The technology also allows the hospital to compare itself against its peers, a huge motivator for everyone at Duncan. “Comparing our rates for things like readmission against others, it’s healthy competition. Everyone wants to provide great care,” argues Rodgers. “When you see that maybe you are even just average, it makes you try a little bit harder to find a way to improve that care or reduce readmission. The bar gets higher every year because people are aware of how they’re doing and how they compare.”

Most people find visual graphic representation more appealing than a lot of text.

The peer comparison is huge, agrees Dr. Butt, in particular when talking about funding. “One component of this, which is very important for hospitals, is payment adjustment. The other equally important component is reporting of this data on public websites.”

The Centers for Medicare and Medicaid Services (CMS) is trying to improve the quality of publically reported data so patients can use it when making choices of what providers to select. Dr. Butt notes that simplifying metrics is the key, and the new five-star rating system for patient satisfaction is a step in the right direction. “Eventually, once they get the bugs worked out, a similar system might be done with other quality measures, so hospitals need to look good to their consumers.” He jokes that it’s a “look good, feel good scheme” because hospitals that perform better will not only look good in the eyes of the public, but also get higher payments assigned to them by payers. “Some will lose, some will gain,” says Dr. Butt.

Rodgers adds that if a hospital has a readmission rate over a certain limit or threshold, it may have a negative effect on the hospital’s Medicare dollars because funding is tied to outcomes. And because the year in which quality based payment adjustments occur lags the actual performance year by almost two years, proactive monitoring and timely corrective actions are crucial. Medisolv keeps the hospital on top of it now so they won’t have to face cuts in funding down the line. “We can start putting a plan together to mitigate risk for readmissions in particular categories,” says Rodgers giving an example of how the hospital is able to proactively shift priorities.

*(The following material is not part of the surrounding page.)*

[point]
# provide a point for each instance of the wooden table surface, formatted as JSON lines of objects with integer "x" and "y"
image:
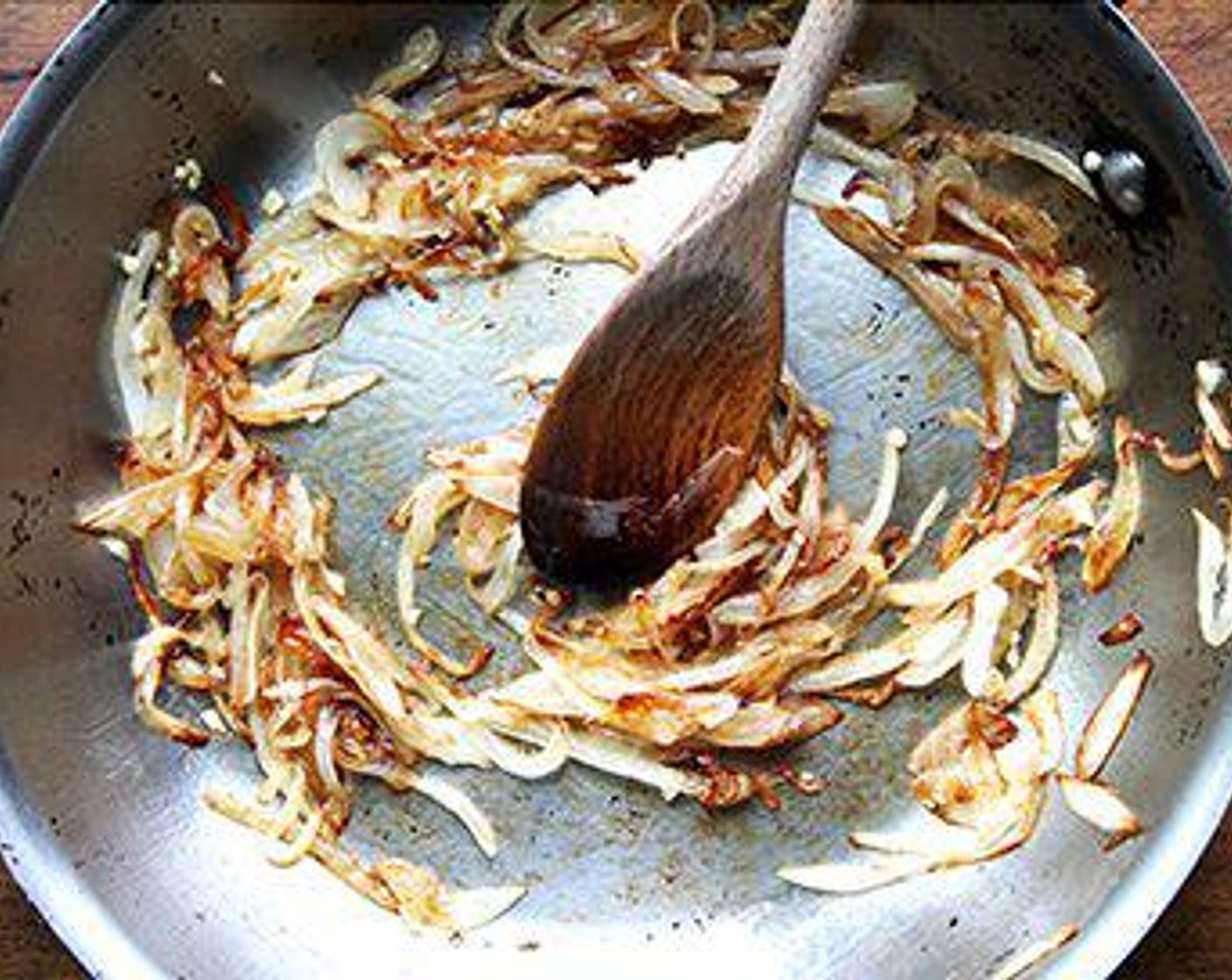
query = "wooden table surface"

For hospitals—and frankly, any business—that haven’t adopted business intelligence tools, Dr. Butt has a word of caution, “There’s going to be a profusion of data, and if people haven’t been able to sort it out and make sense of it now, they’re going to have an even harder time in the future.”

In particular, he believes the proliferation of wearable device data is the area to watch. “You might have access to Fitbit data of someone moving around 10 times during the night or their heart rate captured 100 times during the day. How does that get fed into the other data that’s being collected by the provider community? How do you get patients to take better care of themselves? Maybe it’s not even part of the medical delivery system. One place where I think we could potentially make good use of this is in post hospital discharge monitoring of certain high risk patients. There’s a big care coordination gap at present. You give a patient instructions at discharge, but until they come back, you don’t know what’s going on with them at home.” Remote monitoring technology could be an important component of case management that extends beyond the hospital or the physician’s office. Although this technology is here some issues still need to be worked out before its widespread use.

“Who, for example, is supposed to monitor this information 24/7 if it’s coming in 24/7? What kind of alarms do you set up when parameters aren’t met? That raises a whole host of liability issues.”

Regardless of what happens in the future, both Rodgers and Dr. Butt agree that new technology leads to one solid fact: the patients are the ones who win.